Sama halnya dengan banyak daerah yang menutup semua tempat pelacuran (lokasi dan lokalisasi), Pemprov Jateng pun menutup lokalisasi pelacuran Sunan Kuning yang belakangan dikenal sebagai Resos Argorejo karena masyarakat menolak pemakai nama Sunan Kuning. Lokalisasi Argorejo diresmikan tanggal 15 Agustus 1966. Pada tanggal 18 September 2019 Argorejo resmi ditutup sebagai resos pelacuran.
Apakah dengan penutupan resos Argorejo praktek pelacuran di Kota Semarang dan di Jateng berhenti?
Secara de jure jelas berhenti karena tidak ada lagi tempat pelacuran terbuka di Jateng. Tapi, secara de facto tidak ada jaminan praktek pelacuran dengan transasi seks melalui berbagai modus, bahkan memakai media sosial, terus terjadi di sembarang tempat dan sembarang waktu.
Salah satu faktor risiko penularan HIV/AIDS, terutama pada laki-laki dewasa, adalah melalui hubungan seksual tanpa kondom dengan perempuan yang sering berganti pasangan, seperti pekerja seks komersial (PSK). Dalam hal ini PSK yang kasat mata yaitu PSK langsung antara lain yang mangkal di resos Argorejo yang lebih dikenal sebagai “SK” (Sunan Kuning).
Ketika “SK” dan tempat-tempat pelacuran lain ditutup tidak bisa lagi dilakukan penjangkauan dan intervensi terhada PSK dan laki-laki pelanggan PSK. Biasanya, ada LSM yang menjangkau PSK untuk melakukan advokasi agar menerapkan ‘seks aman’ yaitu hanya melayani laki-laki memaka kondom. Celakanya, laki-laki tidak mau memakai kondom dengan 1001 macam alasan.

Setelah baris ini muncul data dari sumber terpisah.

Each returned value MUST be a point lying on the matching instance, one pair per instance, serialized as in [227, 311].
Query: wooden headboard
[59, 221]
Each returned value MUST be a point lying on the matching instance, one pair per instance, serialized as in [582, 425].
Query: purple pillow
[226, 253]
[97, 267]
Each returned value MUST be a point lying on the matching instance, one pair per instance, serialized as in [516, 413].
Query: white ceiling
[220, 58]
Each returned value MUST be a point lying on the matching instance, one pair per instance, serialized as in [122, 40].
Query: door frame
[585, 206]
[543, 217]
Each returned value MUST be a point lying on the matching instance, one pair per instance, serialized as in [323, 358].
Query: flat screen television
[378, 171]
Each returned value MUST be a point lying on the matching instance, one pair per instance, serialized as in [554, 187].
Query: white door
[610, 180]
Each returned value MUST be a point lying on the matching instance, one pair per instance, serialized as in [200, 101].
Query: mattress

Thailand berhasil menekan infeksi HIV baru pada laki-laki melalui intervensi berupa program kewajiban laki-laki memakai kondom setiap kali melakukan hubungan seksual dengan PSK. Ini hanya bisa dilakukan jika praktek PSK dilokalisir.
Dengan kondisi PSK langsung dan PSK tidak langsung melakukan transaksi sek melalui media sosial, maka intervensi tida bisa dilakukan. Itu artinya insiden infeksi HIV pada laki-laki dewasa akan terus terjadi.
Laki-laki yang tertular HIV akan menularkan HIV ke pasangannya. Kepada istri bagi laki-laki beristri atau ke pasangan seks lain. Dengan demikian penyebaran HIV/AIDS akan terus terjadi di Jateng sebagai ‘bom waktu’ yang kelak bermuara pada ‘ledakan AIDS’. []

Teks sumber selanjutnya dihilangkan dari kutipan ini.